Long short-term memory (LSTM) models play a significant role in understanding and exploiting the complex patterns and dependencies in sequence data and are often used to improve data-driven decision making and predictive models. Recent research has utilized sequence data from various fields to solve many problems. Examples include emotion classification from EEG [16], health checks using biometric data [17], and emotion classification [18]. However, LSTM models have difficulty learning in the presence of missing data [19], making it difficult to achieve high accuracy until the missing data are removed or imputed. Therefore, to solve this problem, we used a complementary method using other data.

Convolutional neural network (CNN) models are effectively used to process and extract features from multidimensional data such as images and videos. Typical uses include image recognition for object detection and image classification through computer vision to help autonomous driving [20,21]. They are also used to create waveform images from speech, analyze sound signals, and recognize voice commands. The disadvantage of these CNN models is that they are difficult to design and understand. Many hyperparameters and architectural choices are required to design a CNN model, which can make the initial model selection difficult. Also, since the features and weights are extracted and learned from within the model, the model behavior is difficult to understand and interpret, making it difficult to explain.

2.3. Multimodal Data

People perceive the world using different senses, and likewise, artificial intelligence needs to process data from multiple sources to comprehend and engage with the world in a way similar to humans [21]. Recent studies [22,23] aim to use data from different sources to address practical issues and improve the performance of machine learning models. One of the most common approaches is to classify sound and imagery in video data, subsequently extracting and combining information using specialized models for each data type [24]. This method incorporates techniques such as attention mechanisms [25,26] to highlight the interaction between visual and language information. Another way to achieve this is by pulling out key features from each type of data and handling all those features within a single model [27]. This method involves training different data types using different models to extract features. Then, these features are systematically combined, beginning with two kinds of data features and eventually adding three or more types of data features.

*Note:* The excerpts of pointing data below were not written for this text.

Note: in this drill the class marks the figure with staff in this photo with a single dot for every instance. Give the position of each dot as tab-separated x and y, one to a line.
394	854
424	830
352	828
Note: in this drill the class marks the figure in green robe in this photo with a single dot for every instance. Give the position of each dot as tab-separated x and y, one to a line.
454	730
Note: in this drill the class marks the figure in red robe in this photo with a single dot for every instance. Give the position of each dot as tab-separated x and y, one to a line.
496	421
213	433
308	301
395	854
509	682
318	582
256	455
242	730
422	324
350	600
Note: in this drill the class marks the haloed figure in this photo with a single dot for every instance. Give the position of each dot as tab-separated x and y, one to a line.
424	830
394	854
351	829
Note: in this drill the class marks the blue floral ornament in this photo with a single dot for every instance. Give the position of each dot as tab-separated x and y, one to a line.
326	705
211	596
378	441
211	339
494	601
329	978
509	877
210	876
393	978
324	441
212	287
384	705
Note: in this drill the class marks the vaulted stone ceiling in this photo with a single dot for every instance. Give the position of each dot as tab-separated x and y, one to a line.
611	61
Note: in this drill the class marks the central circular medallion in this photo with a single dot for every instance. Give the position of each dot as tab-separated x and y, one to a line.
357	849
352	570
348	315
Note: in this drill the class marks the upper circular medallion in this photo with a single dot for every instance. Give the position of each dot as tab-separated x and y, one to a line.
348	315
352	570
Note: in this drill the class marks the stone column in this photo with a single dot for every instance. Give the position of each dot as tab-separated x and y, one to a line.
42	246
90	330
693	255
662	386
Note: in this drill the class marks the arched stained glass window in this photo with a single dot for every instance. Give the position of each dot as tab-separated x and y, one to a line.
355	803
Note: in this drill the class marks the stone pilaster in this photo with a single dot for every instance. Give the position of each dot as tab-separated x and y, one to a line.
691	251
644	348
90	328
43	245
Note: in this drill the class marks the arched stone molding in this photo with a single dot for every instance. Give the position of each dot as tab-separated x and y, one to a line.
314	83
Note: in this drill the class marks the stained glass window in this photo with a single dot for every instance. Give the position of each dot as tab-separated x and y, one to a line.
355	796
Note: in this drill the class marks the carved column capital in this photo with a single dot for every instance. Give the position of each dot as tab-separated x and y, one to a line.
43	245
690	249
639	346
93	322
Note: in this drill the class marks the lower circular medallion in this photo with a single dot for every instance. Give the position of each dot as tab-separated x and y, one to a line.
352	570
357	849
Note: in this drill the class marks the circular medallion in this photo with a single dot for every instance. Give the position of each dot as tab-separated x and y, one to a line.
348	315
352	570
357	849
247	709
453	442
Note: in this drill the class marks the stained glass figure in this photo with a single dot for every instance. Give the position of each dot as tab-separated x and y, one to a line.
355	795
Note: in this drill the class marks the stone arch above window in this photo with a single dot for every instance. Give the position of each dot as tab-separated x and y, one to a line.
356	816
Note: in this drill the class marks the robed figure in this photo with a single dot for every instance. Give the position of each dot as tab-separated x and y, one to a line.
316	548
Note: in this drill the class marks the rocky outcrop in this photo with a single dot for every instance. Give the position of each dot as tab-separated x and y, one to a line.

The above approaches have improved model performance using either a single model or multiple models for multimodal data. However, it is inconvenient to redesign the entire architecture every time one needs to handle new data types, and deciding which data type to select is challenging. Thus, in this study, we sought to tackle these challenges by using the flexibility of interconnected models.

2.4. Emotion Classification Using BERT

BERT is a structure that stacks the encoders of a transformer utilizing an attentional mechanism. In order to use the pretrained BERT for sentiment classification, a fine-tuning process is required to further train the model with emotion-labeled text data.

However, relying solely on scripts for emotion prediction has its limitations. Each type of script data is a single sentence, and predicting emotions from a single sentence can be challenging unless it directly contains emotion-related words. Analyzing contextual relationships and predicting emotions from dialogues, rather than scripts alone, is an option. However, as sentences and conversations grow longer, substantial computational resources are consumed via BERT’s attention mechanisms.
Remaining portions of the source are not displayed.